統制の取れた運用体制の下、実際に業務で使うアプリケーションを市民開発する際には、野良アプリの発生を回避するため、開発申請を出す必要があります。これまでに申請されたアプリケーションの数は 160 を超えており、そのうち 80 を超えるアプリケーションが実際の業務で使われています。多くは従来紙や Excel で集計管理し、情報共有されていた業務であり、業務工数削減効果が出ています。
その 1 つとして土屋 氏が挙げるのが、営業部門にて利用をしている「在庫管理アプリケーション」です。

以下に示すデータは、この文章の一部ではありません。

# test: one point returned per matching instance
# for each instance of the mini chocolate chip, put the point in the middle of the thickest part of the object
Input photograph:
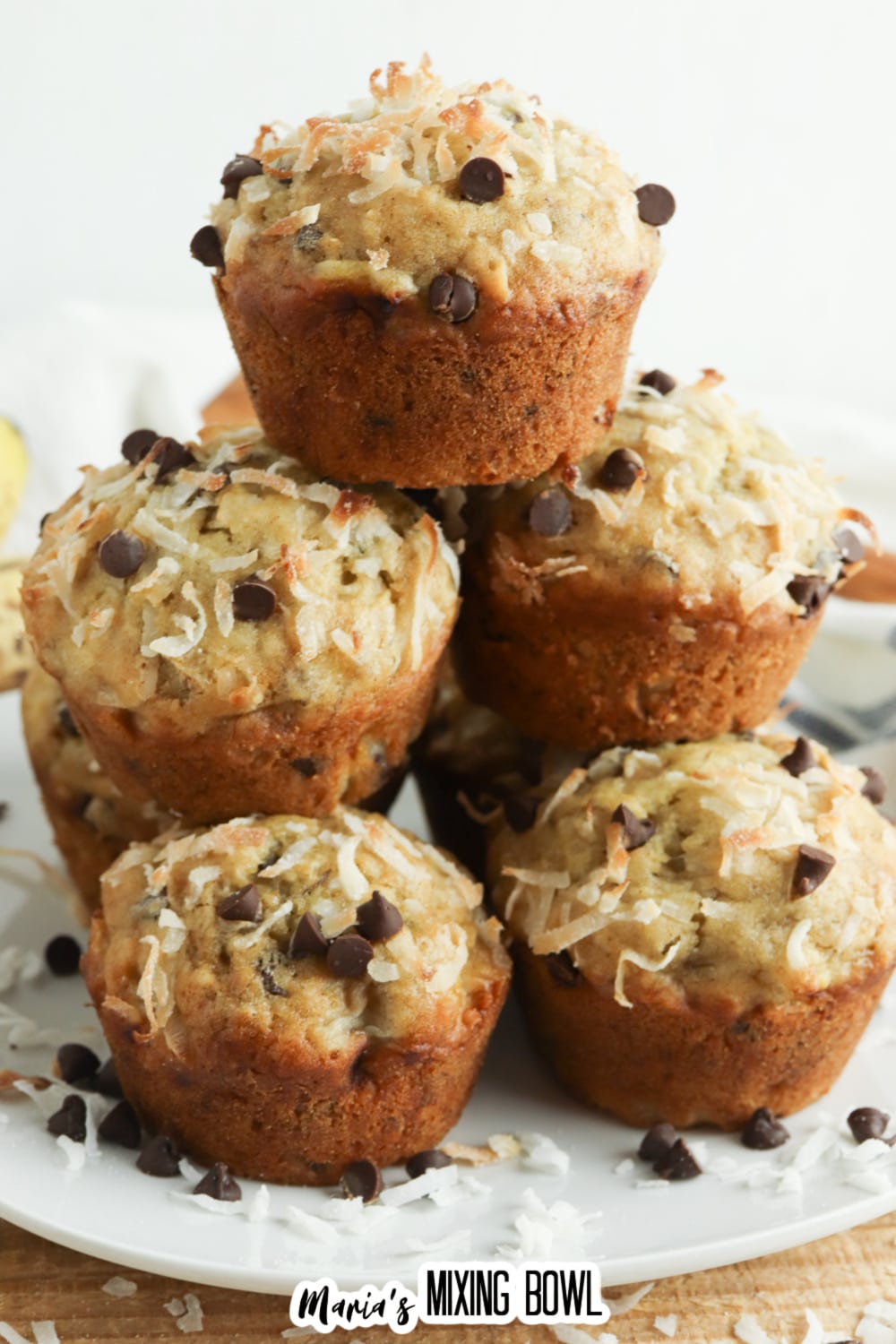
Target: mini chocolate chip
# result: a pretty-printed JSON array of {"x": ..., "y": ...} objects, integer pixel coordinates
[
  {"x": 677, "y": 1164},
  {"x": 378, "y": 919},
  {"x": 62, "y": 954},
  {"x": 799, "y": 760},
  {"x": 349, "y": 956},
  {"x": 662, "y": 383},
  {"x": 874, "y": 785},
  {"x": 452, "y": 297},
  {"x": 634, "y": 830},
  {"x": 245, "y": 905},
  {"x": 220, "y": 1185},
  {"x": 308, "y": 938},
  {"x": 70, "y": 1120},
  {"x": 137, "y": 444},
  {"x": 75, "y": 1062},
  {"x": 206, "y": 246},
  {"x": 121, "y": 1126},
  {"x": 481, "y": 180},
  {"x": 812, "y": 868},
  {"x": 549, "y": 513},
  {"x": 362, "y": 1180},
  {"x": 121, "y": 554},
  {"x": 427, "y": 1160},
  {"x": 657, "y": 1142},
  {"x": 763, "y": 1131},
  {"x": 868, "y": 1123},
  {"x": 160, "y": 1158},
  {"x": 621, "y": 470},
  {"x": 238, "y": 169},
  {"x": 254, "y": 599},
  {"x": 656, "y": 204}
]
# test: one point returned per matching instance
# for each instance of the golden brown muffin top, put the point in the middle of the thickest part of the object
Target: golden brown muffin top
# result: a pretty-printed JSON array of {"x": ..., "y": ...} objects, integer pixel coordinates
[
  {"x": 383, "y": 195},
  {"x": 228, "y": 577},
  {"x": 319, "y": 930},
  {"x": 742, "y": 867}
]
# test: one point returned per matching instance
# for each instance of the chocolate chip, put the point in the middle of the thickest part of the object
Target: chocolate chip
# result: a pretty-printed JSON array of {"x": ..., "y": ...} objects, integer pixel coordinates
[
  {"x": 253, "y": 599},
  {"x": 220, "y": 1185},
  {"x": 245, "y": 905},
  {"x": 238, "y": 169},
  {"x": 75, "y": 1064},
  {"x": 206, "y": 246},
  {"x": 362, "y": 1180},
  {"x": 160, "y": 1158},
  {"x": 349, "y": 956},
  {"x": 70, "y": 1120},
  {"x": 799, "y": 760},
  {"x": 812, "y": 868},
  {"x": 874, "y": 785},
  {"x": 121, "y": 554},
  {"x": 656, "y": 204},
  {"x": 549, "y": 513},
  {"x": 662, "y": 383},
  {"x": 429, "y": 1160},
  {"x": 763, "y": 1131},
  {"x": 481, "y": 180},
  {"x": 634, "y": 830},
  {"x": 677, "y": 1164},
  {"x": 657, "y": 1142},
  {"x": 452, "y": 297},
  {"x": 378, "y": 919},
  {"x": 621, "y": 470},
  {"x": 121, "y": 1126},
  {"x": 137, "y": 444},
  {"x": 62, "y": 954},
  {"x": 868, "y": 1123}
]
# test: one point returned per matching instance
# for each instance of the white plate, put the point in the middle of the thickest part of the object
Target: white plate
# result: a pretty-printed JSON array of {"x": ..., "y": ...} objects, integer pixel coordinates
[{"x": 109, "y": 1209}]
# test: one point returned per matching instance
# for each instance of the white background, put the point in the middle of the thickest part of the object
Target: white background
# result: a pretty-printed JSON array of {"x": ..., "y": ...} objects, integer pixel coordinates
[{"x": 772, "y": 123}]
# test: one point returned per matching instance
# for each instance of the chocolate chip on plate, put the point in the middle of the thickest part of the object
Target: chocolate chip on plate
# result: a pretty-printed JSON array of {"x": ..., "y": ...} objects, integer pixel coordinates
[
  {"x": 661, "y": 382},
  {"x": 220, "y": 1185},
  {"x": 70, "y": 1120},
  {"x": 62, "y": 954},
  {"x": 308, "y": 938},
  {"x": 657, "y": 1142},
  {"x": 242, "y": 905},
  {"x": 763, "y": 1131},
  {"x": 656, "y": 203},
  {"x": 452, "y": 297},
  {"x": 635, "y": 831},
  {"x": 121, "y": 554},
  {"x": 362, "y": 1180},
  {"x": 427, "y": 1160},
  {"x": 349, "y": 956},
  {"x": 549, "y": 513},
  {"x": 481, "y": 180},
  {"x": 866, "y": 1123},
  {"x": 799, "y": 760},
  {"x": 206, "y": 246},
  {"x": 121, "y": 1126},
  {"x": 254, "y": 599},
  {"x": 238, "y": 169},
  {"x": 621, "y": 470},
  {"x": 813, "y": 866},
  {"x": 378, "y": 919}
]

これは営業部員とアシスタント職にて、複数の Excel ファイルを用いて在庫の管理、出荷依頼書の作成、倉庫との在庫の付け合わせをしていたものをアプリケーションにしたものです。業務時間削減のみならず、人為的なミスを減らすというような定性的な効果も上がっています。
「双日では ERP システムと連携するアプリケーションも作成されています」と語るのは、伊藤 氏と共に双日の市民開発支援に参画している、日商エレクトロニクス SG事業本部 事業推進部 三課の福冨 昭憲 氏。その 1 つが「伝票承認システム」であり、在宅勤務でも承認が行えるようにすると共に、改正電子帳簿保存法にも対応していると言います。「このアプリケーションは 2021 年 6 月に最初のリリースが行われましたが、その後 2021 年 11 月と 2022 年 2 月に改修されています。アプリケーション リリース後の改修が行いやすいことも、Power Apps の重要なメリットです」。
これらの他にも、「業務時間可視化アプリケーション」「新卒面接管理アプリケーション」「社内提出物管理アプリケーション」など、さまざまなアプリケーションが作成され、業務利用されています。中には「配船管理アプリケーション」といった、総合商社ならではの業務アプリケーションも。これらがもたらした業務時間削減効果は、合計で 25,600 時間に達する見込みだと山路 氏は言います。
「当社では他のお客様からも、Power Apps を使いたいというご相談を受けることが増えています」と伊藤 氏。Power Apps を活用すれば開発スタイルを最初から標準化でき、マイクロソフトのコーディング規約も参考にしながら、ガバナンスとバランスのとれた市民開発を実現しやすいのだと言います。「しかしわずか 1 年でここまで市民開発を広げているのは、珍しいのではないかと思います」。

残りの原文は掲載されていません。